Desafetação de salas de cinema passa a envolver municípios, ICA, Direção-Geral das Artes e Cinemateca

Atualizado em 12/04/2026

Novo modelo de desafetação de salas de cinema

O novo modelo de análise dos pedidos de desafetação de salas de cinema é o resultado das conclusões de um grupo de trabalho informal criado para avaliar o impacto desta prática e propor soluções para o setor, anunciou o Ministério da Cultura, Juventude e Desporto.
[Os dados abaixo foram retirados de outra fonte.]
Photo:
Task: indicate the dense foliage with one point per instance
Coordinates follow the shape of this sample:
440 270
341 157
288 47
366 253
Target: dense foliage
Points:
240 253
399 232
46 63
O grupo integrou representantes de várias entidades públicas, designadamente Luís Chaby Vaz, em representação do Instituto do Cinema e do Audiovisual, Sara Medina, pela Inspeção-Geral das Atividades Culturais, bem como Aurora Barreto, Raquel Maló Almeida e Vítor Moura, do Gabinete da Ministra da Cultura, Juventude e Desporto.
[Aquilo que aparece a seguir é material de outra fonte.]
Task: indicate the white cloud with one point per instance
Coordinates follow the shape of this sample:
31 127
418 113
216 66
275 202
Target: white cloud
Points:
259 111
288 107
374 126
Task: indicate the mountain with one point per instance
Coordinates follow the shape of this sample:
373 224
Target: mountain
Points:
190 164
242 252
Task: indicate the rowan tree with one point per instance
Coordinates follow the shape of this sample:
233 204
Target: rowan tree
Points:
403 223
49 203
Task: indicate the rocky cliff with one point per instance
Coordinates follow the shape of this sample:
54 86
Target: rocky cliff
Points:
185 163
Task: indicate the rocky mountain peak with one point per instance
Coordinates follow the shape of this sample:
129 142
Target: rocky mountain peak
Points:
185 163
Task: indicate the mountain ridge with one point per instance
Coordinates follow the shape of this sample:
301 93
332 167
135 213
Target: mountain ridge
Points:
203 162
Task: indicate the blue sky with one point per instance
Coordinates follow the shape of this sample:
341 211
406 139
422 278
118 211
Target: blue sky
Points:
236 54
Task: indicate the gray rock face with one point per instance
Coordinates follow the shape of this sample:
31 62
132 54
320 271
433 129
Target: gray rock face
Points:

O relatório final, entregue a 27 de março e apresentado a 6 de abril à Ministra da Cultura, Margarida Balseiro Lopes, estabelece um conjunto de recomendações que visam assegurar uma abordagem mais integrada e informada na gestão das salas de cinema em Portugal.

Mais entidades e municípios envolvidos

Uma das principais alterações consiste no alargamento das entidades envolvidas na apreciação dos pedidos de desafetação. Para além da Inspeção-Geral das Atividades Culturais, passam a intervir o Instituto do Cinema e do Audiovisual, a Direção-Geral das Artes e a Cinemateca Portuguesa.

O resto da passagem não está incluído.